Sanderson said the firm has undertaken a “large amount” of structural changes in the business over the last financial year.
Milk Link closed a production site in Kirkcudbright, Scotland in May last year in a bid to consolidate all milk production into its Crediton dairy.
Sanderson said the firm has no plans to make any further closures, but will focus on driving efficiencies.
“We’ve undertaken a large amount of structural changes in the business over the last financial year, we bought a factory, we closed a factory, we built a new factory and we totally revamped another factory. We’ve done a lot of the hard yards and the benefits are now starting to flow through,” Sanderson said.
He added: “We’re certainly not thinking of any more closures, what we are doing is looking at driving as many efficiencies as we can and that is where the focus of our capital investment is this year.

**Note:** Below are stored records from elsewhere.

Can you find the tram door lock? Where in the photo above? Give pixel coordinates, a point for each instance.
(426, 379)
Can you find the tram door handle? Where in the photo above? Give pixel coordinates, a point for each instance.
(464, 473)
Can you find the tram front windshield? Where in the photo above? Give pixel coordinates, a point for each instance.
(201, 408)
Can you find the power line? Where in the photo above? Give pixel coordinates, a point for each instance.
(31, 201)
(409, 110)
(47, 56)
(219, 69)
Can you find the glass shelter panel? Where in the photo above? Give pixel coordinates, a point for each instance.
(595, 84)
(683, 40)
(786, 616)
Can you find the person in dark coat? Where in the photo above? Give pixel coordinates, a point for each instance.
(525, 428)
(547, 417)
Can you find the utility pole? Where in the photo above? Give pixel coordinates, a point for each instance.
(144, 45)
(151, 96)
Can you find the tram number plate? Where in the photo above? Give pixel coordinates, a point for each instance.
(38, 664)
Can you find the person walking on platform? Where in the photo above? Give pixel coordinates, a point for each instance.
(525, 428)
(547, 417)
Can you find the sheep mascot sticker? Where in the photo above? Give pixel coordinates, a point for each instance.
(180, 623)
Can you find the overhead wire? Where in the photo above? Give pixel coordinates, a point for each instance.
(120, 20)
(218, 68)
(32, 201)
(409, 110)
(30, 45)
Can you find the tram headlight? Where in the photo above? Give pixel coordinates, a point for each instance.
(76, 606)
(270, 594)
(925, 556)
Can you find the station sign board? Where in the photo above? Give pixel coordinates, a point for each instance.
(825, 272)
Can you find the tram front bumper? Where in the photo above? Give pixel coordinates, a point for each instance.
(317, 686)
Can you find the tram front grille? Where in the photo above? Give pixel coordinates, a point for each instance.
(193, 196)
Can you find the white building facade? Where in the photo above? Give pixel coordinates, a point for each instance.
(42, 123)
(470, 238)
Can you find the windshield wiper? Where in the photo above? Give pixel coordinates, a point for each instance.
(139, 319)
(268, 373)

For example we will do more with our major packaging party in Austria, so we are doing a lot in that area so we will continue to drive, but nothing on the same scale of the last closure.”
Sanderson, however, said pressures will continue to come from the uncertain economic situation but he insisted the company remains confident in its strategy.
“There is a lot of pressure in the general economy, it’s well documented that we are going to be facing a period of austerity in terms of public spending cuts and tax rises. In the dairy industry specifically, we are still going through quite a period of consolidation and rationalisation in the industry. We imagine that will continue going forward. However, we do see ourselves as being positive force in that process rather than hanging back in that respect.”
Aside from the economy, Sanderson said pressure will also be placed on the dairy industry developing new products and responding to consumer trends.
“We imagine there will be greater pressure and greater demand for healthier lifestyle products and we made a good start on that with out lighter cheese. It’s a case of working very hard, looking for opportunities and keeping our head up at a time when there are going to be quite a lot of pressures in the market. But we feel we are in a good position from that respect,” Sanderson said.